11:33 a.m. Time for "Fringe" questions! "'Fringe' has been a point of pride. I share the passion for the show that the fans have," Reilly says. "It's vastly improved our Friday night," he adds. "The hesitation in my voice is that it's an expensive show. We lose a lot of money on that show," he says, while adding that FOX is not in the business of losing money. "Please don't start the letter-writing campaign. I can't take it," Reilly says, while adding that it's a decision they're going to have to make down the road and that discussions really haven't started.
11:36 a.m. Reilly likes FOX's NFL deal.
11:36 a.m. "Glee" spinoff talk? There will not be a "Glee" spinoff, but Ryan Murphy and company have an idea for how to follow the characters who are graduating within the show and he promises a cool end-of-season and fall. So "No 'Glee' spinoff. Trust in Ryan Murphy." Can you do that?
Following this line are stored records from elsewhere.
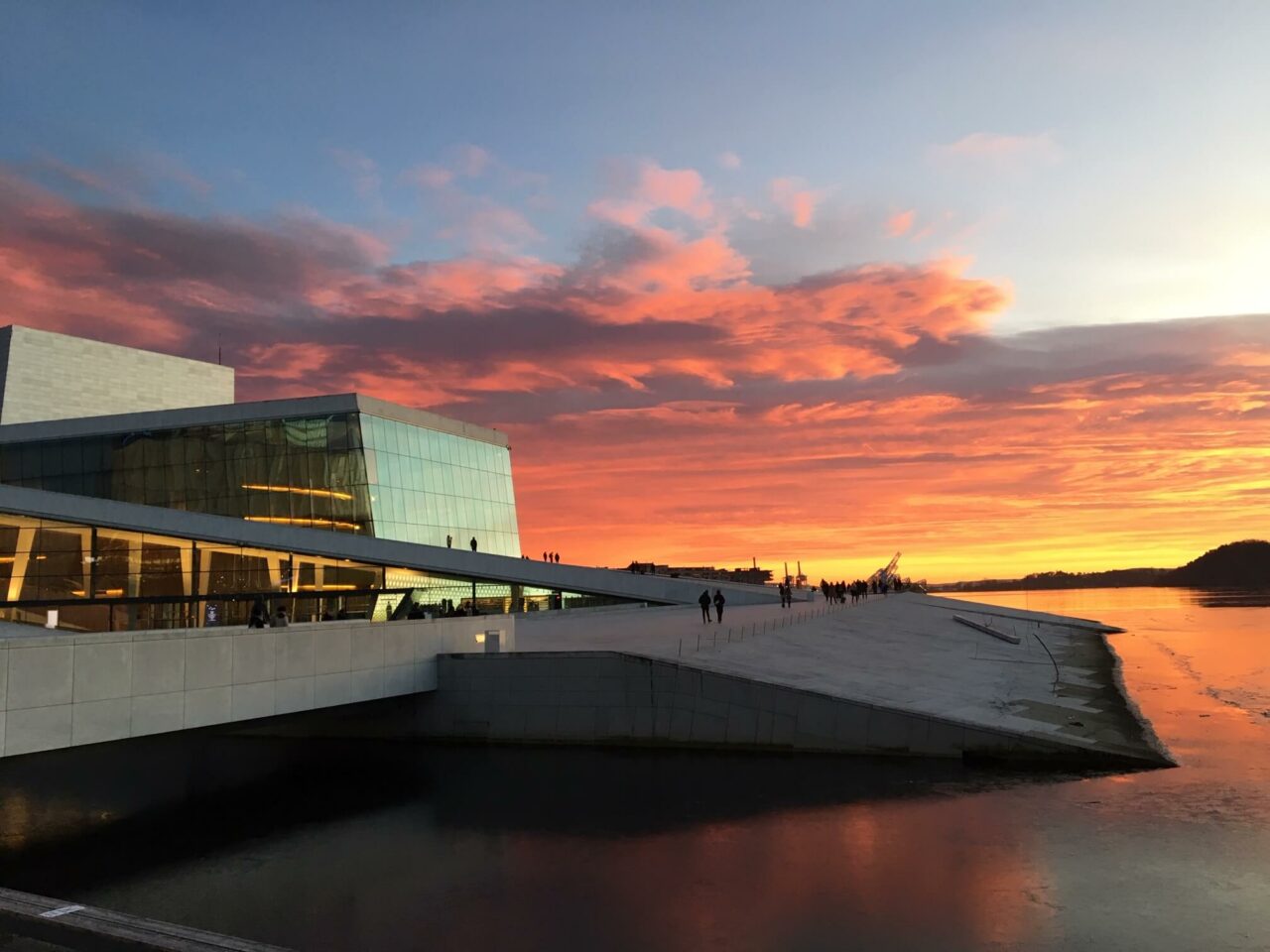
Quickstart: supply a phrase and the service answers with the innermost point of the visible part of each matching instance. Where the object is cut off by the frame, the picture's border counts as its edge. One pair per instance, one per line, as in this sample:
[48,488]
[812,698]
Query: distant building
[749,576]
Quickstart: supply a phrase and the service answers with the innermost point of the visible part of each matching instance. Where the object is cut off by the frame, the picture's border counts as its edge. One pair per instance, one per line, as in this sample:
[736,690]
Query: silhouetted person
[258,615]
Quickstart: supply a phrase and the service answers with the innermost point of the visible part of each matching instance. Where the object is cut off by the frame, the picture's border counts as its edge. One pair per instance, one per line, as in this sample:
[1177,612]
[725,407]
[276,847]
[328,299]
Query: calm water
[376,846]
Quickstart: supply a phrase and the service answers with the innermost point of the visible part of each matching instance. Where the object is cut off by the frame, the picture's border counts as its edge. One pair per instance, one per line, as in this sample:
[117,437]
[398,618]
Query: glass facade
[105,579]
[426,485]
[344,472]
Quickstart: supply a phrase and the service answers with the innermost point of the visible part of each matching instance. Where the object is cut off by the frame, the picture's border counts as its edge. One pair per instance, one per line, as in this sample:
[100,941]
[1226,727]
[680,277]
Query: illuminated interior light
[302,521]
[300,492]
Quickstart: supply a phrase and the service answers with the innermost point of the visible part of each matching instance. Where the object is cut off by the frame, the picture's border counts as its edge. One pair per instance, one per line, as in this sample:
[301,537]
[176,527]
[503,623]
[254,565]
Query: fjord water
[340,844]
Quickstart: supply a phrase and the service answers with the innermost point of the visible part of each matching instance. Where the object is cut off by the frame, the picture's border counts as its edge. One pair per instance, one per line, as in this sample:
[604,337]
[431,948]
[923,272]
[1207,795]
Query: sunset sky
[988,285]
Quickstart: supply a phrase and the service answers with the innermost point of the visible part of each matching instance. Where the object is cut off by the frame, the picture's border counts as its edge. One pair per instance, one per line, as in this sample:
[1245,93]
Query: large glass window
[429,485]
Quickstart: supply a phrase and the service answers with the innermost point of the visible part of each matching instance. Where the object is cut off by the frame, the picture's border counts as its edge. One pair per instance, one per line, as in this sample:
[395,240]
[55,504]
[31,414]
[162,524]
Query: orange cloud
[833,419]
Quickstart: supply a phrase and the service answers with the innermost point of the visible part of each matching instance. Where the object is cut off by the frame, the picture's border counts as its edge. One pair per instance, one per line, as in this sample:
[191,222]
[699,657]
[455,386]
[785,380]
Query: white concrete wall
[622,699]
[62,690]
[54,376]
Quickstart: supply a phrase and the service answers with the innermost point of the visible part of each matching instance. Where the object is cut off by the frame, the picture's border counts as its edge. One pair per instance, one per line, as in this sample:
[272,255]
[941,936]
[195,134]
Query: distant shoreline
[1234,566]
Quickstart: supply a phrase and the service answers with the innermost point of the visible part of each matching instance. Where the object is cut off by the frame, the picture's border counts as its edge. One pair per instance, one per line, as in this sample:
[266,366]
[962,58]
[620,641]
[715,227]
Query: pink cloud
[867,398]
[639,190]
[1000,151]
[799,203]
[432,177]
[901,222]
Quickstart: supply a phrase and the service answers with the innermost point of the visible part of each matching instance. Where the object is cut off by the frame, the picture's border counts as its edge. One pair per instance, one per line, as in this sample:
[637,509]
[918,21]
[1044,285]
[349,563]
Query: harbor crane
[887,574]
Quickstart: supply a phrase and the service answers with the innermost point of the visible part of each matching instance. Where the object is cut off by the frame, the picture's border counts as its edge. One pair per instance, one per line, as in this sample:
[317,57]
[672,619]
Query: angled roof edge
[241,413]
[226,530]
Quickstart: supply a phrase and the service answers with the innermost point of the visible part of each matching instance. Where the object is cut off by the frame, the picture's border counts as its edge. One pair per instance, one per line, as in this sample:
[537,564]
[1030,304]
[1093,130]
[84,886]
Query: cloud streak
[666,405]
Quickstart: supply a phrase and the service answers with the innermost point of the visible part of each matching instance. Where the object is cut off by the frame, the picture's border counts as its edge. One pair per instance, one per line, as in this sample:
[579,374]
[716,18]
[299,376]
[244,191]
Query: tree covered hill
[1236,565]
[1243,565]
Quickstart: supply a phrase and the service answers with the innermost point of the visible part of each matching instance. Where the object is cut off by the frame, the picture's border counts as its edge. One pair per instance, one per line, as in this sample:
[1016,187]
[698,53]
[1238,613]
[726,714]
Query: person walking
[258,613]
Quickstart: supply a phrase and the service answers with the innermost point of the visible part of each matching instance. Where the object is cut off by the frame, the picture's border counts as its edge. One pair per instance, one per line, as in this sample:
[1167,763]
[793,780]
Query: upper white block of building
[46,376]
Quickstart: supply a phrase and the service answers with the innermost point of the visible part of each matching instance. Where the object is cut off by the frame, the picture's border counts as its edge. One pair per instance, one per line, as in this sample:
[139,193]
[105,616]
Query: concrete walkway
[902,652]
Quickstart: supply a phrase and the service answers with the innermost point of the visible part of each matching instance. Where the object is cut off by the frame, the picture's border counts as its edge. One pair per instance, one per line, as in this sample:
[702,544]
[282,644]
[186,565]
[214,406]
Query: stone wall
[63,689]
[55,376]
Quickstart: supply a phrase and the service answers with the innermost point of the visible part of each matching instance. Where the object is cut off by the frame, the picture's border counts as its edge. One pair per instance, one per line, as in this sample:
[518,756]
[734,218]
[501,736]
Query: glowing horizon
[1000,333]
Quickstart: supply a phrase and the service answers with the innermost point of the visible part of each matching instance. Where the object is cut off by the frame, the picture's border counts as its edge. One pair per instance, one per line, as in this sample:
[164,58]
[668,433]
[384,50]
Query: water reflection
[356,846]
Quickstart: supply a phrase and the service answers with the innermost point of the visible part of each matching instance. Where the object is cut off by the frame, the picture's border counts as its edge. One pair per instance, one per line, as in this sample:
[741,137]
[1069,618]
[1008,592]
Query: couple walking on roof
[719,601]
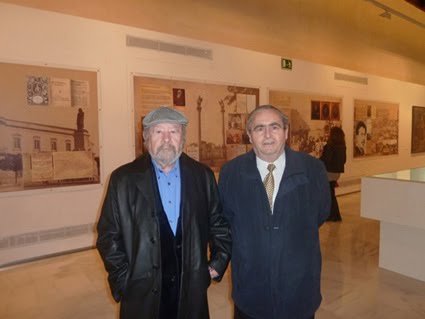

11:38 a.m. How is Reilly feeling about "I Hate My Teenage Daughter" and multi-cam comedy? Reilly is also determined to get back into the multi-cam game. "I Hate My Teenage Daughter" has six or seven episodes remaining and he swears that they'll air. He thinks that multi-cam comedies work best in pairs and they're hard to crack, but he points to CBS for evidence that audiences want to see them. "Think back: Not everybody in this room loved 'Big Bang Theory' when it first came on," Reilly says. "Don't pile on the shows so quickly when they're just hanging out there. I know some of them are just excruciatingly bad, but they're hard," Reilly says.
That's it for Kevin Reilly, sports fans.